Source : JT 13h Semaine

À cinq jours de l'ouverture du Salon de l'Agriculture, la colère du monde rural ne faiblit pas.
Ce lundi notamment, dans le Nord, une centaine de tracteurs ont convergé vers Dunkerque.
Plus au sud, un autre convoi d'agriculteurs a investi le centre-ville de Marseille.

Deux semaines après les annonces du gouvernement, les agriculteurs sont de retour, et ils ne sont toujours pas contents.
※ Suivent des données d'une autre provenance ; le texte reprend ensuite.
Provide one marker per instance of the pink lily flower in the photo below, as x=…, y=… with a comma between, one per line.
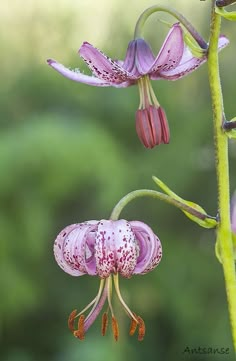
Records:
x=106, y=249
x=173, y=61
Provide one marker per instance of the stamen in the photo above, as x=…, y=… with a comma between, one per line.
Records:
x=97, y=298
x=142, y=329
x=80, y=333
x=104, y=323
x=115, y=328
x=109, y=294
x=147, y=95
x=116, y=283
x=71, y=320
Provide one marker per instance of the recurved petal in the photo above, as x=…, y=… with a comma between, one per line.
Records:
x=104, y=67
x=62, y=252
x=144, y=57
x=75, y=75
x=187, y=64
x=105, y=248
x=150, y=250
x=126, y=248
x=171, y=51
x=72, y=252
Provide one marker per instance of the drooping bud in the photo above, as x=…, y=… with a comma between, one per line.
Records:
x=71, y=320
x=104, y=323
x=133, y=326
x=142, y=329
x=80, y=333
x=152, y=126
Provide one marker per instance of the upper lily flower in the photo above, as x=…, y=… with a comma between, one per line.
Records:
x=173, y=61
x=107, y=248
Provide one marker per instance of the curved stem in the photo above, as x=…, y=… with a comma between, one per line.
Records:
x=145, y=15
x=224, y=235
x=154, y=194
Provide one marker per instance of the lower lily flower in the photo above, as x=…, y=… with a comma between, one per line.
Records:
x=173, y=61
x=106, y=249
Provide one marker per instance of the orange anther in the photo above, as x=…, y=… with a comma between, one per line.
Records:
x=104, y=323
x=115, y=328
x=80, y=333
x=141, y=329
x=71, y=320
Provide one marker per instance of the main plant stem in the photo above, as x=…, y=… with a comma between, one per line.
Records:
x=224, y=235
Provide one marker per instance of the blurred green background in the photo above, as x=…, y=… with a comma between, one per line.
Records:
x=69, y=152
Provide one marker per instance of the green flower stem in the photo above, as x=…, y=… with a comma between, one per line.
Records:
x=145, y=15
x=224, y=235
x=154, y=194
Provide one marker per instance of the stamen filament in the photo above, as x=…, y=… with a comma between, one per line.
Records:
x=146, y=93
x=101, y=298
x=115, y=328
x=109, y=295
x=71, y=320
x=97, y=297
x=116, y=283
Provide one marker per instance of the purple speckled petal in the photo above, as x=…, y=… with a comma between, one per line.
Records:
x=126, y=248
x=70, y=249
x=144, y=57
x=150, y=247
x=171, y=51
x=75, y=75
x=104, y=67
x=105, y=248
x=187, y=64
x=59, y=251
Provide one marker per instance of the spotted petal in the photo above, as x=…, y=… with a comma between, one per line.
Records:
x=126, y=248
x=64, y=251
x=171, y=51
x=104, y=67
x=75, y=75
x=150, y=250
x=144, y=57
x=187, y=64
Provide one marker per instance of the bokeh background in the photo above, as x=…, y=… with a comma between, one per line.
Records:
x=69, y=152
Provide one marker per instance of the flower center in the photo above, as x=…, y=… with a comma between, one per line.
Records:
x=146, y=92
x=105, y=292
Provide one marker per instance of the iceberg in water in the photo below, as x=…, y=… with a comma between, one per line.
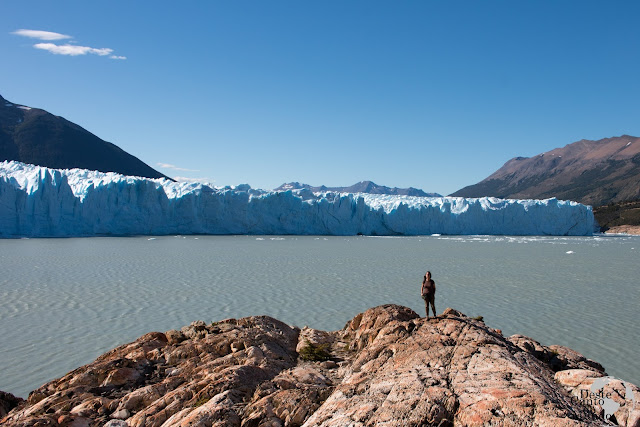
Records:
x=41, y=202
À cinq jours de l’ouverture du Salon de l’agriculture, le monde paysan entend maintenir la pression, dans l’espoir d’obtenir "du concret". Même les 400 millions d'euros d’aides d’urgence mis sur la table restent insuffisants aux yeux des manifestants. "Ce ne sont pas des aides de l'État que l'on demande, expliquait l'un d'eux, dimanche, au micro de TF1. C'est d'être payé au juste prix de toutes nos charges." Plusieurs actions ont encore été menées ce lundi.
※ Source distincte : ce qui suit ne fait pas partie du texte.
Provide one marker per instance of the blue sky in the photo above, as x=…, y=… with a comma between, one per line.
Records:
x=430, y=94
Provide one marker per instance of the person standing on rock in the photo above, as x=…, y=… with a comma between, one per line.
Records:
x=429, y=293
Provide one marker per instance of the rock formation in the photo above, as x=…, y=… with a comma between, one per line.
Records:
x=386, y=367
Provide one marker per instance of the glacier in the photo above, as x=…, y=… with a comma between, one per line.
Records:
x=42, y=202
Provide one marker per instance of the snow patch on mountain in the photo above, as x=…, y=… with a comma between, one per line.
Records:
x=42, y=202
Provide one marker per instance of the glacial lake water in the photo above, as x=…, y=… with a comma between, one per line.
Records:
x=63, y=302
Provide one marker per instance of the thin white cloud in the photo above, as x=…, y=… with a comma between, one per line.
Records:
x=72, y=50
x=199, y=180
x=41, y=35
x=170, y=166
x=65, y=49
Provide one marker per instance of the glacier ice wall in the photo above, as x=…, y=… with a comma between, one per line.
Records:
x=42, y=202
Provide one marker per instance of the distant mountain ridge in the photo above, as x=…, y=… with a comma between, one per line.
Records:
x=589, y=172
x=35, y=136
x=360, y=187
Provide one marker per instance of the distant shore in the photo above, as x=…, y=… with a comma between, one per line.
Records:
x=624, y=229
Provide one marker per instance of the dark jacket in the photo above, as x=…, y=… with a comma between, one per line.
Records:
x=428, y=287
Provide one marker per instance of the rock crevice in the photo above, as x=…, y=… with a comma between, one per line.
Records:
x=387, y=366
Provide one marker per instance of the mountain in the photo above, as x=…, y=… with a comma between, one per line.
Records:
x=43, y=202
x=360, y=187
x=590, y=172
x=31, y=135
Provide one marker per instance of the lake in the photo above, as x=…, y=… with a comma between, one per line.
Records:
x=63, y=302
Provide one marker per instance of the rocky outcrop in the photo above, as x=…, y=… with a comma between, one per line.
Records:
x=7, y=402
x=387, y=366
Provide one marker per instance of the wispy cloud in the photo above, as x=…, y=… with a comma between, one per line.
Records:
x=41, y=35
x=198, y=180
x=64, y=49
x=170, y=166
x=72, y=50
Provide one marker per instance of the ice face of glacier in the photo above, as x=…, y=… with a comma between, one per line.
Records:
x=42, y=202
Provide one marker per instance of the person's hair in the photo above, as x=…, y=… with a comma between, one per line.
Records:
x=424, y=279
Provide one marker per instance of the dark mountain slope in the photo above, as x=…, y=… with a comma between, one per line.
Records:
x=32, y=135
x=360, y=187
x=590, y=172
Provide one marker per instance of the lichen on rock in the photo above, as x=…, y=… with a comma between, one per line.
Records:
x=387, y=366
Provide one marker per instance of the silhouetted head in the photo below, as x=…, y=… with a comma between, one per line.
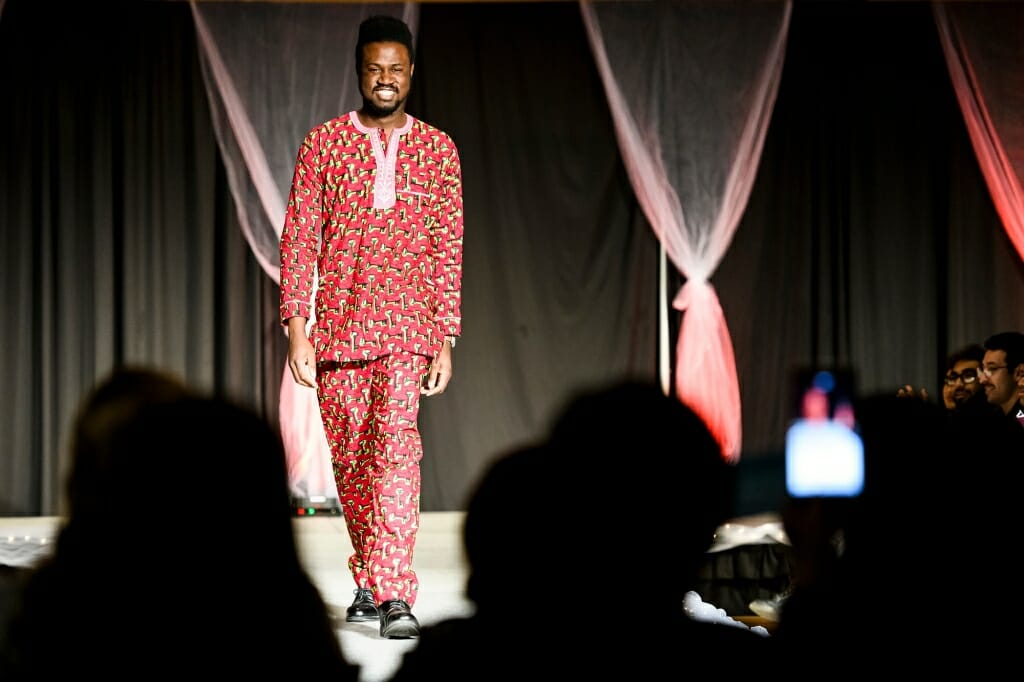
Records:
x=627, y=473
x=112, y=405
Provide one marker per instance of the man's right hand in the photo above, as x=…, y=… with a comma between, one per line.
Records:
x=301, y=358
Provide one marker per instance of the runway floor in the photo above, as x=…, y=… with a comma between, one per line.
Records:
x=325, y=548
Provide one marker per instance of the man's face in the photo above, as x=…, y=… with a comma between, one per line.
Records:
x=385, y=78
x=965, y=377
x=1000, y=388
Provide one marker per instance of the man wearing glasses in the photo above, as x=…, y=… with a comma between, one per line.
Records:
x=999, y=371
x=960, y=385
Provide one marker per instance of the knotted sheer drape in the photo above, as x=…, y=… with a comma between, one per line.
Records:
x=272, y=72
x=983, y=44
x=691, y=86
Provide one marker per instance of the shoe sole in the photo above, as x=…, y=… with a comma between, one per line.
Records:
x=363, y=619
x=400, y=631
Comme en témoignent les images ci-dessous, dans le Nord, une centaine de tracteurs ont convergé vers Dunkerque, et plus précisément vers son port, cible d’une opération escargot orchestrée par les deux syndicats agricoles FDSEA 59 et Jeunes agriculteurs. En cause, ici : le projet d’agrandissement de ce port, appelé à débuter cette année, au détriment d’une cinquantaine d’exploitations agricoles, situées jusqu’à une trentaine de kilomètres tout autour. "La profession n’est pas contre le développement du Grand Port Maritime de Dunkerque mais nous sommes contre les compensations environnementales sur nos terres agricoles", ont insisté les deux syndicats par voie de communiqué.
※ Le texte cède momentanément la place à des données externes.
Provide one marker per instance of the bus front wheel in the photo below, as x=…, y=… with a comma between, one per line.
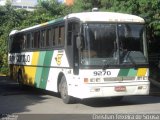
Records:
x=64, y=91
x=19, y=77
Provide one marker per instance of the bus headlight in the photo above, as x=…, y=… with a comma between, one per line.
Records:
x=92, y=80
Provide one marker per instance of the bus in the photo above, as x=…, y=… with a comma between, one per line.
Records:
x=83, y=55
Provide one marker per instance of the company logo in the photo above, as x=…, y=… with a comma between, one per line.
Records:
x=58, y=59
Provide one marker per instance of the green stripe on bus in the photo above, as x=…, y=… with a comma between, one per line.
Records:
x=39, y=70
x=123, y=72
x=45, y=72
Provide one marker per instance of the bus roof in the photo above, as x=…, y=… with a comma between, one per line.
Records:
x=90, y=17
x=106, y=16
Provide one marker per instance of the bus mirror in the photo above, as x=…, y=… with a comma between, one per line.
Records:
x=78, y=41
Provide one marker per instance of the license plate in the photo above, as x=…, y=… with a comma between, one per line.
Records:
x=120, y=88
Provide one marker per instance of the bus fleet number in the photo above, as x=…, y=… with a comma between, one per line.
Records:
x=102, y=73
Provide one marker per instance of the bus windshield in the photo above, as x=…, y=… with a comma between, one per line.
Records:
x=113, y=44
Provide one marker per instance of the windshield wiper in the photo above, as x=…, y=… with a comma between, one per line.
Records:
x=130, y=58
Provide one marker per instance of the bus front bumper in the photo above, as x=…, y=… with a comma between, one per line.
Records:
x=110, y=90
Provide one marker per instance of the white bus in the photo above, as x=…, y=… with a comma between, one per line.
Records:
x=83, y=55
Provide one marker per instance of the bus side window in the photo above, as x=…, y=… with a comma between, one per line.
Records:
x=32, y=40
x=23, y=39
x=28, y=40
x=53, y=37
x=73, y=27
x=36, y=39
x=42, y=42
x=48, y=37
x=56, y=36
x=61, y=35
x=17, y=43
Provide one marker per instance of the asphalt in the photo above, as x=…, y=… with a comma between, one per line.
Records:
x=8, y=87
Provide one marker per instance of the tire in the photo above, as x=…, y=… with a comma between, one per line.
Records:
x=63, y=89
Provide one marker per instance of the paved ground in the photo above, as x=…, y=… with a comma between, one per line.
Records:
x=15, y=100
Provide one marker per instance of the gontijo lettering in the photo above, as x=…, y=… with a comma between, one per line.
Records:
x=19, y=58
Agriculteurs en colère : une centaine de tracteurs convergent vers DunkerqueSource : TF1 Info

Dans le même temps, plus au sud, on a vu une cinquantaine de tracteurs, venus des quatre coins de la région et rejoints par des chauffeurs de taxis eux aussi mobilisés, débouler en plein centre-ville de Marseille (voir le reportage en tête de cet article) jusqu’à des points stratégiques : le Mucem, la préfecture des Bouches-du-Rhône, la gare Saint-Charles ou l’aéroport Marseille Provence. "Les investissements, on les a faits, maintenant eux (l’État) s’étaient engagés à nous donner une part de subventions pour nous aider et on les attend toujours", justifie l’un des agriculteurs venus exprimer sa colère sur le Vieux-Port. D’autres opérations ont eu lieu ce lundi dans les Pays de la Loire, en Bretagne ou en Île-de-France. 

Un timing bien choisi

Déjà ce week-end, comme le montre cet autre reportage de TF1, une vingtaine d'agriculteurs vendéens avaient bloqué les portes d'un supermarché de Fontenay-le-Comte, tandis que dans les Hautes-Pyrénées, d’autres avaient empêché l'approvisionnement de plusieurs grandes surfaces. La mobilisation devrait se poursuivre dans les prochains jours. "On veut des réponses claires et des actes précis pour l’ouverture du Salon de l’agriculture (samedi 24 février), parce que sinon ça ne sert à rien de venir", prévient Jérémy Tropini, président des Jeunes agriculteurs des Bouches-du-Rhône. 

De nouveaux arbitrages sont attendus sur le revenu paysan, les pesticides ou les accords de libre-échange. Le Premier ministre Gabriel Attal a annoncé une nouvelle conférence de presse ce mercredi.